T.H. shrugged. “He was just lying there in the middle of a game trail one evening. What was I supposed to do?”

“Not eat him?”

“I’m a fox. It’s what we do.”

“I suppose. But I can see why she’d be mad at you.”

“She’s not,” T.H. said. “I’m still standing here,
aren’t I? She doesn’t
know
that I ate him. But if I get any closer, I’ll bet she’ll smell it on me, and then there’ll be trouble.”

“So I have to go on… alone?”

T.H. gave her shoulder a nudge with his muzzle.

“Come on now,” he said. “I thought nothing scared you.”

“I-I’m not scared. It’s just… maybe I should wait until morning.”

“An old witch like that,” T.H. said, “she’ll be fast asleep during the day. Probably won’t take it well, being woken up and all.”

Lillian shuddered, and then she squared her small shoulders. “Wish me luck,” she said.

“I do.”

“Thanks for coming this far with me—and for catching me back at the creek.”

“My pleasure. Like I said, I was bored. Now I’m anything but. I’ll wait here for you.”

“You will?”

T.H. smiled. “Sure. I want to see where your story goes next.”

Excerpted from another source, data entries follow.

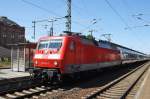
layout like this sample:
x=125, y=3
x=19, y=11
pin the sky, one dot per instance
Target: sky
x=128, y=21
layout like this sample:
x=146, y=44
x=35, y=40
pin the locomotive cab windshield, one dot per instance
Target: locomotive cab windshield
x=50, y=44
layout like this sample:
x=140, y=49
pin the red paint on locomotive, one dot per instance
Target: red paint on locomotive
x=73, y=54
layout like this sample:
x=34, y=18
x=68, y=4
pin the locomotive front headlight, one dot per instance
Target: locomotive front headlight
x=55, y=63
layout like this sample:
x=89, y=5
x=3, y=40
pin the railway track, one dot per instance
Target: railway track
x=121, y=87
x=51, y=92
x=28, y=93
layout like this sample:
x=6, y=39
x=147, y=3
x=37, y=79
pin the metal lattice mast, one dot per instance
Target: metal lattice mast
x=68, y=23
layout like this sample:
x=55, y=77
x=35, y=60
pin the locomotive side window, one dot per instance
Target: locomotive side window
x=72, y=45
x=43, y=44
x=50, y=44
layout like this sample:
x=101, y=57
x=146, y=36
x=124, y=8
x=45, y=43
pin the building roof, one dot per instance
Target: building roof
x=7, y=21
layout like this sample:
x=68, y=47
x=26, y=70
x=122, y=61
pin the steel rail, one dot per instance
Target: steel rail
x=109, y=85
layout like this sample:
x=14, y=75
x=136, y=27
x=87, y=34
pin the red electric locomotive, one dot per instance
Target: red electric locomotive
x=57, y=56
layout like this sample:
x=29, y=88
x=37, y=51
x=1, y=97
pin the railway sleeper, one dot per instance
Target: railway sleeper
x=19, y=93
x=115, y=91
x=114, y=94
x=108, y=96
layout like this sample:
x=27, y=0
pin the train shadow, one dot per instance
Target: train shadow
x=100, y=78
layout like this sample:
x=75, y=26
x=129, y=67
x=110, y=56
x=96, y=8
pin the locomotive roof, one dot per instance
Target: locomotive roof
x=111, y=45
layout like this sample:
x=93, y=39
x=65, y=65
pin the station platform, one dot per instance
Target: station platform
x=9, y=74
x=144, y=90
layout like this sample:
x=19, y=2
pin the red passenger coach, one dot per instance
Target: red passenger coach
x=57, y=56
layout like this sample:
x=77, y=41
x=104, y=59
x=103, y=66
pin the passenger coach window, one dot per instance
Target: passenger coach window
x=72, y=46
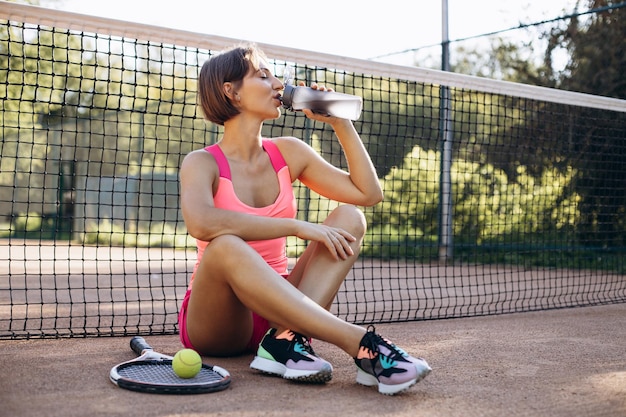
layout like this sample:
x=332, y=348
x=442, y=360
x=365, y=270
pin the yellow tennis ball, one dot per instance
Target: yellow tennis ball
x=186, y=363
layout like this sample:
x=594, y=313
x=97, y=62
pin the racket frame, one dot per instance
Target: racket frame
x=150, y=357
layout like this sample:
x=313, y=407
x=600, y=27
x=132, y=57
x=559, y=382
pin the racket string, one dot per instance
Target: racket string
x=161, y=372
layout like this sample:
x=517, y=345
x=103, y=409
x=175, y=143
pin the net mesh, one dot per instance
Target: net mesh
x=498, y=198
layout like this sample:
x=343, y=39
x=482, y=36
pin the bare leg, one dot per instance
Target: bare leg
x=224, y=292
x=317, y=274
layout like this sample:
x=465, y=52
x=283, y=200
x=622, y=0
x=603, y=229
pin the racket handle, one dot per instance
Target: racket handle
x=139, y=345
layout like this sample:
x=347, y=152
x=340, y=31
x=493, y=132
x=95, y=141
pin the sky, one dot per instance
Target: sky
x=363, y=29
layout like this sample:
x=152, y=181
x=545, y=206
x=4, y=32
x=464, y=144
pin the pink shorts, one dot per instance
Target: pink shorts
x=260, y=327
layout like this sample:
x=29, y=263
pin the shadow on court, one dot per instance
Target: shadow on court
x=569, y=362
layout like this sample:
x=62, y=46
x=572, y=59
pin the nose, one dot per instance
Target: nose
x=278, y=85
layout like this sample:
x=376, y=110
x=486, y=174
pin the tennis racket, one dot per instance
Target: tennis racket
x=152, y=372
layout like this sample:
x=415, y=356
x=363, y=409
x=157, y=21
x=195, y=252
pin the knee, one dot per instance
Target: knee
x=225, y=248
x=350, y=218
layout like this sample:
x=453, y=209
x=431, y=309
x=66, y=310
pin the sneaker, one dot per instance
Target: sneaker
x=290, y=355
x=381, y=363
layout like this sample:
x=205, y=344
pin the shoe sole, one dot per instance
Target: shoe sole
x=368, y=380
x=275, y=368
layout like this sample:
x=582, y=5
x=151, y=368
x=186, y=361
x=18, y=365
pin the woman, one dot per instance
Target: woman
x=237, y=202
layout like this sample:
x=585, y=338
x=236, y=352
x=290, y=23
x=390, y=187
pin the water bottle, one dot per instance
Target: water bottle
x=331, y=103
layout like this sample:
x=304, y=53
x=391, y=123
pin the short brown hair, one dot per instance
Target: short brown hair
x=231, y=65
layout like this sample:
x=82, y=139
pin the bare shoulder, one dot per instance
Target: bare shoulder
x=199, y=161
x=292, y=148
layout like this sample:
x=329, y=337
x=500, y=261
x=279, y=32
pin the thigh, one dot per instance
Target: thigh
x=347, y=217
x=217, y=322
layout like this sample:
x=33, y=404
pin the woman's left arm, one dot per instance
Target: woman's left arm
x=358, y=186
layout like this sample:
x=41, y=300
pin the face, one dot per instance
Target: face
x=260, y=92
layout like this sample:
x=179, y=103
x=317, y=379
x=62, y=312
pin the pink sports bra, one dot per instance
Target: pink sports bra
x=273, y=250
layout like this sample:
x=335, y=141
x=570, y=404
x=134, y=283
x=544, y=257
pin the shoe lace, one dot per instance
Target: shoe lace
x=303, y=343
x=373, y=341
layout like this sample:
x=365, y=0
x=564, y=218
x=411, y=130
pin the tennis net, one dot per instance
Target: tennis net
x=499, y=197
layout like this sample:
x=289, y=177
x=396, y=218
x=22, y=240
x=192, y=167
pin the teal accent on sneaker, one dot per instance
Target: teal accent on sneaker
x=290, y=356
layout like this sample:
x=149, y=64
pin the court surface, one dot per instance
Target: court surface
x=568, y=362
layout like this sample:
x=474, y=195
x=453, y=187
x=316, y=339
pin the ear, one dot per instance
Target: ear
x=229, y=90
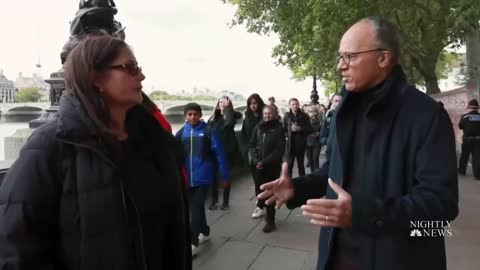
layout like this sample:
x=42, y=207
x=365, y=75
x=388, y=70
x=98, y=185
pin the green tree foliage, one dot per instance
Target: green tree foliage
x=30, y=94
x=310, y=30
x=163, y=95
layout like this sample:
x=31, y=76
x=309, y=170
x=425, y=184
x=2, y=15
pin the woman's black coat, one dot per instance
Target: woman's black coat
x=63, y=202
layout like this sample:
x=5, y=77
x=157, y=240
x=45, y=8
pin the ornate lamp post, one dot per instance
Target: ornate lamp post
x=93, y=16
x=314, y=93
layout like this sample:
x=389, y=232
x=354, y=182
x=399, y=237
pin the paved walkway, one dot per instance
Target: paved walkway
x=238, y=243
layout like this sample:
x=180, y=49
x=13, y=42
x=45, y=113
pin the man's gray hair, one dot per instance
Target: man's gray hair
x=387, y=35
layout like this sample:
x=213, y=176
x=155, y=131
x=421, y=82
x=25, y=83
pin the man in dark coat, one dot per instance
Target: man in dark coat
x=390, y=180
x=297, y=127
x=470, y=124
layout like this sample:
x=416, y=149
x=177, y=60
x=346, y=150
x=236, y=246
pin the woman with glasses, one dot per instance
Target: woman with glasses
x=99, y=187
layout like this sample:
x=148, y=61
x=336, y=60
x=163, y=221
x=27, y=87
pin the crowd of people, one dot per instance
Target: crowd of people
x=107, y=186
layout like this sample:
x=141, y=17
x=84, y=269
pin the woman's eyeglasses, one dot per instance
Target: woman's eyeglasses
x=132, y=69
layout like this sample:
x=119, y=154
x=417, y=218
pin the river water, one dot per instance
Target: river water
x=8, y=129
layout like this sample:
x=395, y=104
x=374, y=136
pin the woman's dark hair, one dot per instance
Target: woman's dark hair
x=258, y=99
x=89, y=59
x=331, y=99
x=217, y=114
x=273, y=109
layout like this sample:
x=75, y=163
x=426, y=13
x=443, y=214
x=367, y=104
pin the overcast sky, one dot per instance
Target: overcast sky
x=181, y=44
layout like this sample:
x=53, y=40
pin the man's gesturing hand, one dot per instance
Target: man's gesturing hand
x=278, y=191
x=330, y=213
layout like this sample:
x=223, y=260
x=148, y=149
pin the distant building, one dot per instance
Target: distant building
x=7, y=89
x=33, y=82
x=456, y=78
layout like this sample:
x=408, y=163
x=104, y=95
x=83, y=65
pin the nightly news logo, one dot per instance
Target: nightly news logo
x=431, y=228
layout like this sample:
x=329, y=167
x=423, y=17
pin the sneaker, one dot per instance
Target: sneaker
x=258, y=213
x=202, y=238
x=212, y=206
x=269, y=227
x=194, y=250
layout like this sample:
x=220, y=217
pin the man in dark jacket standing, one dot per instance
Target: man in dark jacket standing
x=297, y=127
x=470, y=124
x=390, y=180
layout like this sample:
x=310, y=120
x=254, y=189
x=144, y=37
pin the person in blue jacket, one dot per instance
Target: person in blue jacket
x=202, y=149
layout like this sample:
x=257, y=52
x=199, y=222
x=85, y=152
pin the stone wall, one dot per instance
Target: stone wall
x=455, y=102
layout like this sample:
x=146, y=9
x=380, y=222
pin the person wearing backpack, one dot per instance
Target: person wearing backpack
x=202, y=149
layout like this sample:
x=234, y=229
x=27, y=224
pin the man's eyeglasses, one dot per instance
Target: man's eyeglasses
x=347, y=57
x=132, y=69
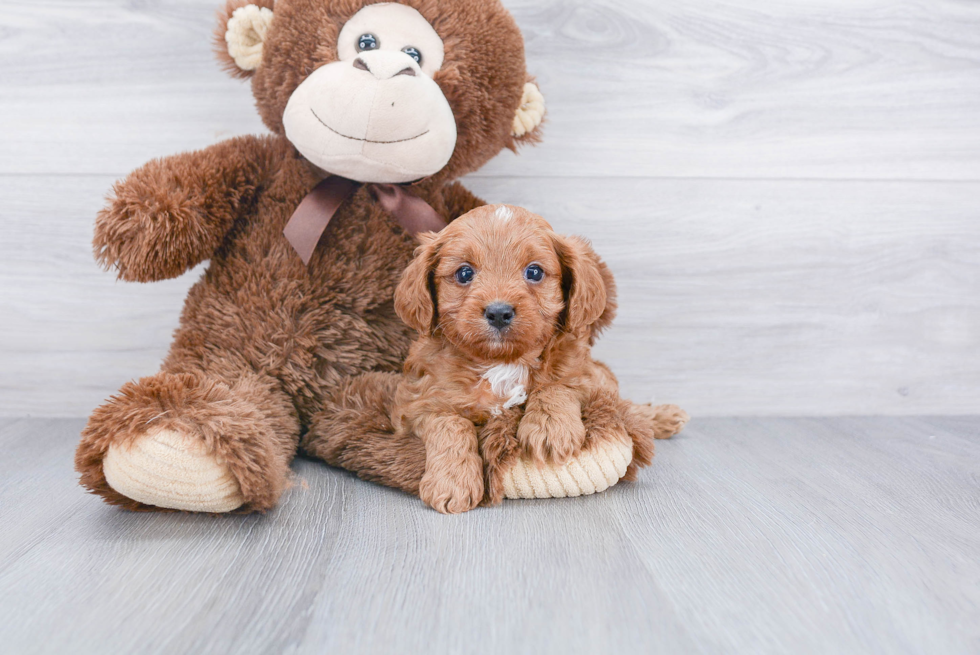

Lillian was about to tell him that he was nothing like she thought a fox would be, except she realized
that she was only stalling again—putting off what she didn’t want to do. Aunt used to say, “There’s those that talk, and those that do. Which do you think gets the thing done?”

It wasn’t a question that Aunt ever expected an answer to.

“I’ll see you later,” Lillian told T.H.

Without T.H. leading the way, she had a harder time judging where the ground was solid and where it would turn to mush under her paws. By the time she reached the hillock where the big dead pine stood, she was caked with mud and soaked right through. She shook herself, spraying mud and smelly marsh water in all directions, making the bottles on the tree clink and rattle even louder.

There were dozens of the little bottles—dark blue and brown glass, the kind used for medicines and tinctures. They banged and clinked against each other in an eerie chorus while Lillian froze, holding her breath until they stopped moving. But she knew it was too late. The noise would have already warned the possum witch that she was here.

What if the witch wouldn’t listen to her? She was just a bedraggled kitten. What if the witch just turned her into something even less appealing than a cat? A frog, maybe. Or a mosquito. A clump of weeds.

She looked back the way she’d come. Should she try to escape while she could? There was no sign of T.H. No sound except for the cries of the peepers and the hum of insects. She turned back to the dead pine and her heart caught in her throat.

Old Mother Possum was standing under its bare branches, among the bottles.

Lillian hadn’t expected her to fit her name as well as she did—neither a woman nor a possum, she was rather some odd combination of the two. She stood just under three feet—tall for a possum, short for a woman, but much bigger than the kitten Lillian was. Her eyes were so dark they didn’t seem to have pupils. There was a long possum shape to her face, and her dark gray hair was pulled back in a wispy bun. Even her skin seemed gray, but that was only because of a thin covering of fine possum fur. She wore a deerskin dress decorated with quills and cowrie shells and intricate beaded patterns. Her thin feet—vaguely human-foot-shaped—were bare but still furry.